To understand why Eric Paslay’s songs sound unique, flash back to that night last March, when a tornado ripped through his Nashville neighborhood.
Eric, his wife Natalie and their then 15-month-old daughter Piper Lily came cautiously from the closet where they had locked themselves for safety. Eric did not know at the time that they had been fortunate to have just had a giant tree land on the house with a window and a few doors blown out and the shed and fence destroyed. In the neighborhood, homes, businesses, and cars were destroyed and people lost their lives. So, he went to work clearing trees from sidewalks, roads, alleys, and the tops of cars. When the roads were accessible for emergency crews and the debris cleared, they could begin working on their own property.
“I started rebuilding our fences,” he remembers. “Luckily, I like building. I like things that are built well, which usually takes patience and time. To me, it’s like songwriting: You use what you’ve learned to get the job done.”
The good news is, with this mentality and approach, Eric is happy to report that much of their damage, including the fence, has been put right. More good news: he is ready with a fresh album on the horizon and a lot to say.
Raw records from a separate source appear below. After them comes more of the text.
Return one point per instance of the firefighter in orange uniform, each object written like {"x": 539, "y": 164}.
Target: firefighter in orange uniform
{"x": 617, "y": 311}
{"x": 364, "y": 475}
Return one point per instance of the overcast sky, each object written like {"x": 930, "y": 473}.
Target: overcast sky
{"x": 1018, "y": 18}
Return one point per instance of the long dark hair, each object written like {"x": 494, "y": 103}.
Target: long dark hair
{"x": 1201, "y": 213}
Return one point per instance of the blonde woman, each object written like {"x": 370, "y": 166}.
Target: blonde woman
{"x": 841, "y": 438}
Nice Guy will drop August 14, though its tracks will issue singly before then, and began with “Heartbeat Higher” and the Heartbeat Higher EP released on July 3. Each of the tracks has that quality that distinguishes Paslay as a writer, that sense assembling a storyline like tiles in a mosaic, each piece brilliant on its own but most profound as parts of a compelling picture.
Every line glistens, especially as sung with the conviction that Paslay commands. The coalesces in “The Edge Of The Summer,” where “we whispered wishes into wine bottles, and we threw them into the ocean.” A magical line opens “On This Side Of Heaven,” short but irresistible: “I close my eyes and we’re dancing.” And it takes Paslay just five words — “Gonna stop using my manners” — to sweep us into the hilariously arrogant title-track, “Nice Guy.”
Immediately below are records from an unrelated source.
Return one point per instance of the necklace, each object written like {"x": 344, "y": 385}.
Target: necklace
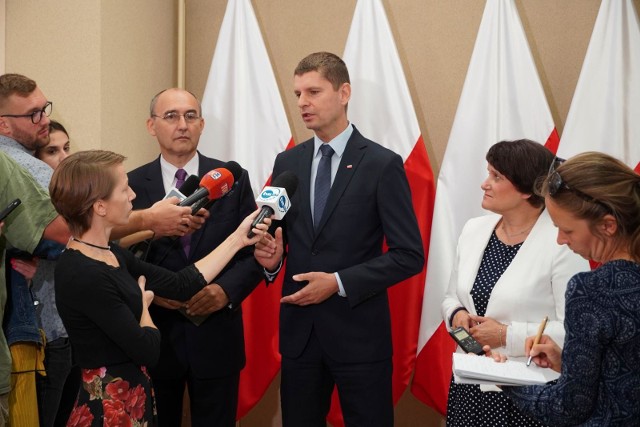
{"x": 516, "y": 233}
{"x": 104, "y": 248}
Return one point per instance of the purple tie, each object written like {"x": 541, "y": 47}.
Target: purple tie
{"x": 323, "y": 184}
{"x": 181, "y": 176}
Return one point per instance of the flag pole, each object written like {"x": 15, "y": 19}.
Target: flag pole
{"x": 181, "y": 44}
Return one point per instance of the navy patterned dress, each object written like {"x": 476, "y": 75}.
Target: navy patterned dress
{"x": 467, "y": 405}
{"x": 600, "y": 380}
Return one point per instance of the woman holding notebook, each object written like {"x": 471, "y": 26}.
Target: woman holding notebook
{"x": 508, "y": 274}
{"x": 594, "y": 200}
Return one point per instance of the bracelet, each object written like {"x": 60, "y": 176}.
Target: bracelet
{"x": 454, "y": 313}
{"x": 500, "y": 336}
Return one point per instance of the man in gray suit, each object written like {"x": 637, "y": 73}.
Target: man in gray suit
{"x": 335, "y": 326}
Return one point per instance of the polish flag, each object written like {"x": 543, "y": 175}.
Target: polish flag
{"x": 605, "y": 110}
{"x": 502, "y": 99}
{"x": 246, "y": 122}
{"x": 382, "y": 109}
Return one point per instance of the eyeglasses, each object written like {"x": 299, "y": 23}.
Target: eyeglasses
{"x": 555, "y": 183}
{"x": 172, "y": 117}
{"x": 36, "y": 116}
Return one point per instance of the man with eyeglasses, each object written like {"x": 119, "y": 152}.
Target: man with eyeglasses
{"x": 206, "y": 351}
{"x": 24, "y": 127}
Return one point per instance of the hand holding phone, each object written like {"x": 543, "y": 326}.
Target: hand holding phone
{"x": 466, "y": 341}
{"x": 10, "y": 207}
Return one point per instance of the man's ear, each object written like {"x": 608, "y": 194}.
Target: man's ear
{"x": 5, "y": 129}
{"x": 151, "y": 126}
{"x": 345, "y": 93}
Though a few years have passed since his acclaimed self-titled debut album, these fresh tracks prove he’s put that time to good use. Paslay stayed busy. He expanded his catalog. He performed exhaustively, touring the U.S. and Europe, most recently as part of the C2C concerts in London and Berlin, released a live album last year, Live In Glasgow. A lifelong Type 1 diabetic, he performed at the 2020 Virtual JDRF (Juvenile Diabetes Research Foundation) Promise Gala to raise funds to battle juvenile diabetes and became a Board member.
A lot of history filters into Paslay’s music. Raised in Temple, Texas, he showed promise as first baseman of his high school team, but while singing and playing guitar with his church youth group he committed himself to music. He moved to the Nashville area for the music business program at Middle Tennessee State University in nearby Murfreesboro. He interned with music publisher Cal IV Entertainment with the ambition to write and perform.
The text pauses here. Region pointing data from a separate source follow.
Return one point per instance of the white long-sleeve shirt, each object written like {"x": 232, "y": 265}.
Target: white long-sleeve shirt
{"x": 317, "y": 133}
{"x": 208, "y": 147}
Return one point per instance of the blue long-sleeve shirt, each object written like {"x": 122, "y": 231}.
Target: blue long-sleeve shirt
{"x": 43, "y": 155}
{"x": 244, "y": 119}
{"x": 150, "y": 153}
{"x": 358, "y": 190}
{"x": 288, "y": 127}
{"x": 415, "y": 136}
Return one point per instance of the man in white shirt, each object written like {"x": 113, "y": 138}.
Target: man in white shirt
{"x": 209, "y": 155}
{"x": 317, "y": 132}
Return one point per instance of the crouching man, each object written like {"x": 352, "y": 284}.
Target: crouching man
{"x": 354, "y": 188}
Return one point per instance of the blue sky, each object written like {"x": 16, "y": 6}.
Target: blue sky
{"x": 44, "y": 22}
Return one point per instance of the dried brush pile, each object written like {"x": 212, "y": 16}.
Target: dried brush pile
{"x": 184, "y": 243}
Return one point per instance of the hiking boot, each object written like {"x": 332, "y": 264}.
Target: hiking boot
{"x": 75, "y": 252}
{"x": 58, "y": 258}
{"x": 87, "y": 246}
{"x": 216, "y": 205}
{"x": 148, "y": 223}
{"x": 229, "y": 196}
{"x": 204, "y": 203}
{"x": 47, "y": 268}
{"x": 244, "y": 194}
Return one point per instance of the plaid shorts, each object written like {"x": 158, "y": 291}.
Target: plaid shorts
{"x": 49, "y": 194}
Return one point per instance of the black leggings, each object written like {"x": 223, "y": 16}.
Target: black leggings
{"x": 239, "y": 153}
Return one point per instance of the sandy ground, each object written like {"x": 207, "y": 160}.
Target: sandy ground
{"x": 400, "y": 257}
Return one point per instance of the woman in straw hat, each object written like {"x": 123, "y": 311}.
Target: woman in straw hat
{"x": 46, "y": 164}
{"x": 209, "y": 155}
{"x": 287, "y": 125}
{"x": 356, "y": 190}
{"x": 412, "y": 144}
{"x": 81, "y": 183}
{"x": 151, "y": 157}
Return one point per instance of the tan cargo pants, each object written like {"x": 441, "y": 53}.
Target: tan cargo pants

“I had signed a deal with EMI after I had spent a few years writing several songs a day,” said Eric. And he wrote prolifically; songs for Lady A, Big & Rich, Dierks Bentley, Sheryl Crow, Hunter Hayes, Craig Morgan, Kenny Rogers, Steven Tyler, Dionne Warwick, and more were among the many who rushed to cut his tunes. Four of them hit Number One: Jake Owens’s “Barefoot Blue Jean Night,” Eli Young Band’s “Even If It Breaks Your Heart,” Love & Theft’s “Angel Eyes” and Rascal Flatts’ “Rewind.” He would earn ACM and CMA Song of the Year nominations as well as a Grammy nomination for Best Country Song. His “She Don’t Love You” was included among the Nashville Songwriters Association International (NSAI) list of “10 Songs I Wished I’d Written.” Paslay’s “Barefoot Blue Jean Night” was named the Number One song of the decade on Country Aircheck’s decade chart.
Once he had taken the plunge as a performer, Paslay would top the charts as well, with his “Friday Night” marking five Number one hits. The Grammys honored his recording of “The Driver” with Dierks Bentley and Charles Kelley with a “Best Country Duo/Group Performance” nomination. He would be picked to open shows on mega-tours by Garth Brooks and Tim & Faith.
As much as he has accomplished, Paslay takes a big step forward with this latest crop of songs and recordings. His world having grown richer through marriage and parenthood, his writing has expanded. He is putting to good use his gift for finding where his reflections and our realities meet.
In his words, “as a songwriter, a singer, and a storyteller, you soak up the stories that are all around you. That affects your telling the truth. If you write about something that is not your own, you need to know how to make sure that it’s somebody’s.”
And so, he builds … once fence, one song, at a time, toward a future that promises better days and much, much more unforgettable music.